Tom Shannon, the Under Secretary for political affairs at the State Department, publicly thanked Turkish Ambassador Kılıç for his efforts to calm the situation down in Sheridan Circle Park, where a brawl between Turkish-Americans and supporters of terror groups PKK and its Syrian armed affiliate YPG broke out last week. Turkish President Recep Tayyip Erdoğan was meeting with a group of think-tanks at the Turkish residence when the violence erupted at the site.
"I would like to acknowledge, and thank Ambassador Kılıç, for the work he did, stopped the fight, calmed nerves and addressed the aftermath, thank you sir," Shannon said at the 36th Annual Conference on U.S.- Turkey Relations, organized by the Turkish American Council and Turkish American Business Council at the Trump Hotel.
Shannon's comments were interpreted as a response to Rep.

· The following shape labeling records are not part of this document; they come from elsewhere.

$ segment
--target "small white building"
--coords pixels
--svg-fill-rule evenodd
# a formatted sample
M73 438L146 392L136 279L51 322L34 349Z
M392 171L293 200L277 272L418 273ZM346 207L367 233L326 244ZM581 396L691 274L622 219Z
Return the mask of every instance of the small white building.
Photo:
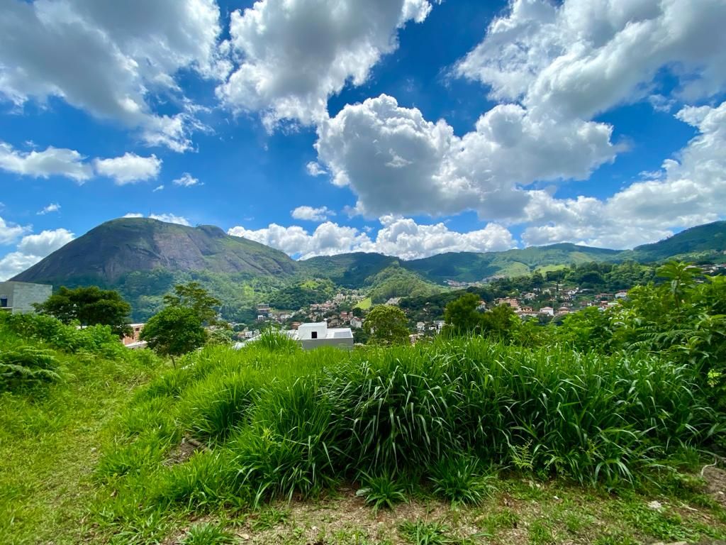
M49 284L8 280L0 282L0 310L17 314L33 312L34 303L44 303L53 293Z
M311 350L319 347L335 347L345 350L353 348L353 331L350 328L329 328L327 322L301 323L297 330L280 331L293 340L297 341L304 350ZM238 342L234 349L239 350L250 342L254 342L260 336L248 341Z

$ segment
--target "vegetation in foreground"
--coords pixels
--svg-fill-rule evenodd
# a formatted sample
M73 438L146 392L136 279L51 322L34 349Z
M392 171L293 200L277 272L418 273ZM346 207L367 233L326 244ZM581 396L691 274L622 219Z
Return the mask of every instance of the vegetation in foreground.
M83 540L107 427L163 366L109 326L0 314L0 541Z
M189 513L264 512L351 483L372 512L422 496L472 513L522 479L546 489L556 478L617 494L603 505L677 490L713 508L696 512L709 527L632 500L632 539L667 533L637 522L653 517L680 528L673 535L719 537L723 511L678 472L699 463L719 422L692 369L646 355L481 338L350 354L209 347L142 389L118 419L96 472L94 520L98 536L149 543ZM542 531L550 538L540 542L555 542L552 525Z
M107 326L0 315L0 530L11 543L724 538L726 512L693 471L726 436L725 284L671 268L668 284L556 331L454 304L448 334L461 338L305 352L271 331L240 351L210 338L174 369ZM210 304L182 295L168 308L189 309L196 331Z

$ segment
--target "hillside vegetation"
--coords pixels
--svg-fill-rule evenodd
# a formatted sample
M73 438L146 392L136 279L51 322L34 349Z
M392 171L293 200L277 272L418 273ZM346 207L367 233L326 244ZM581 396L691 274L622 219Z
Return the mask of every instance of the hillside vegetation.
M337 287L371 292L380 288L370 294L378 301L385 296L434 293L434 285L448 280L513 278L593 262L653 262L678 256L708 262L722 259L725 241L726 222L717 222L625 251L563 243L483 254L449 253L412 261L358 252L295 262L278 250L229 236L219 227L122 218L91 230L15 280L52 283L56 288L97 285L118 289L131 304L136 321L145 321L156 312L163 296L175 284L197 281L224 302L221 312L225 318L249 322L256 317L258 303L275 300L286 310L297 310L295 304L325 300L321 299L327 293L325 287L301 290L309 280L327 280ZM396 277L395 281L391 276Z
M669 281L557 328L478 313L469 294L447 305L445 334L415 346L306 352L271 330L174 366L108 326L0 315L0 531L12 544L723 539L726 509L701 477L726 475L703 467L726 446L726 282L685 264L658 274Z
M109 327L0 314L0 541L88 538L107 426L162 365L127 350Z

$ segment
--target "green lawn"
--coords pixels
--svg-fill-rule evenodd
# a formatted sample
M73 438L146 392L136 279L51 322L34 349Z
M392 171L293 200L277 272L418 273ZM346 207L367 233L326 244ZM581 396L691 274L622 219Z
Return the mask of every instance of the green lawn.
M372 299L371 299L370 297L366 297L365 299L359 301L358 304L355 306L355 308L359 308L362 310L367 310L370 308L372 304Z
M71 376L30 395L0 394L0 541L77 544L89 530L105 429L158 368L65 358Z

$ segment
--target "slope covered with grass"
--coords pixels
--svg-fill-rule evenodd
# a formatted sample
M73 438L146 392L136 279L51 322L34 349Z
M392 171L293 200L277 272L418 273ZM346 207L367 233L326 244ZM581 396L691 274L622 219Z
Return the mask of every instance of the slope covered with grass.
M3 314L0 359L9 352L52 358L55 376L0 389L0 541L79 543L104 430L162 363L127 350L109 328Z
M189 510L341 483L380 507L396 490L476 504L500 472L630 490L698 459L719 421L687 368L652 357L478 338L351 353L208 347L119 418L97 516L105 531L152 540Z

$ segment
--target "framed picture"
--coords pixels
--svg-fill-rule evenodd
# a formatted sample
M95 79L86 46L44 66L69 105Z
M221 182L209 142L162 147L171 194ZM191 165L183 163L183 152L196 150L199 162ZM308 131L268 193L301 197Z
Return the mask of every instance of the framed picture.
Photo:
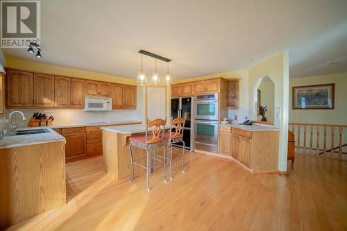
M293 109L334 109L335 83L293 87Z
M262 92L258 89L258 115L260 115L260 105L262 103Z

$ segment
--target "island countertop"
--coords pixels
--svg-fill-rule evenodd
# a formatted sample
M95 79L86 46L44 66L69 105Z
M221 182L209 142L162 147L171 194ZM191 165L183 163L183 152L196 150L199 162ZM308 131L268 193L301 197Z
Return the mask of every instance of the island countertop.
M64 137L56 132L52 128L48 127L26 128L21 128L20 130L35 130L42 128L48 129L49 132L3 137L3 139L0 139L0 149L51 142L65 142L65 138Z
M151 130L153 128L149 128ZM165 129L169 128L169 126L165 127ZM146 132L146 125L144 123L140 124L130 124L130 125L121 125L117 126L107 126L100 128L102 130L107 130L109 132L113 132L120 134L135 134L135 133L142 133Z

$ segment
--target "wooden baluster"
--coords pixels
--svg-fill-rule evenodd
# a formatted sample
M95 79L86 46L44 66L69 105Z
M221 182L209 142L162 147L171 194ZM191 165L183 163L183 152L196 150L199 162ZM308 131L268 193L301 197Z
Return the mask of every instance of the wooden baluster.
M298 126L298 153L300 153L300 125Z
M340 138L339 139L339 160L342 160L342 132L343 132L343 129L344 128L342 127L340 127L340 129L339 129L339 135L340 135Z
M327 127L324 126L324 149L323 151L324 157L326 156L326 132L327 132Z
M306 126L304 125L304 148L303 148L304 154L306 154Z
M310 128L310 155L312 152L312 137L313 137L313 126L311 126Z
M334 132L335 128L331 127L331 150L330 150L330 158L334 158Z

Senator McCain. "We should throw the Turkish ambassador out of the country, we should identify those people that performed these unlawful acts of beating people up and they should be charged," McCain told reporters last week.
Kılıç was summoned to the State Department on Wednesday to discuss the altercation with Tom Shannon, the acting deputy secretary of state.
Turkey's U.S. embassy stated that the demonstrators were associated with the PKK, which has waged a three-decade-long bloody insurgency against Turkey and is considered a terrorist group by the U.S.
The incident on May 16 was not the first time security breaches took place during a Turkish leader's visit to the country. Last year, violence erupted outside Erdoğan's appearance at a nuclear security summit in Washington, and scuffles had also erupted at the United Nations headquarters in New York.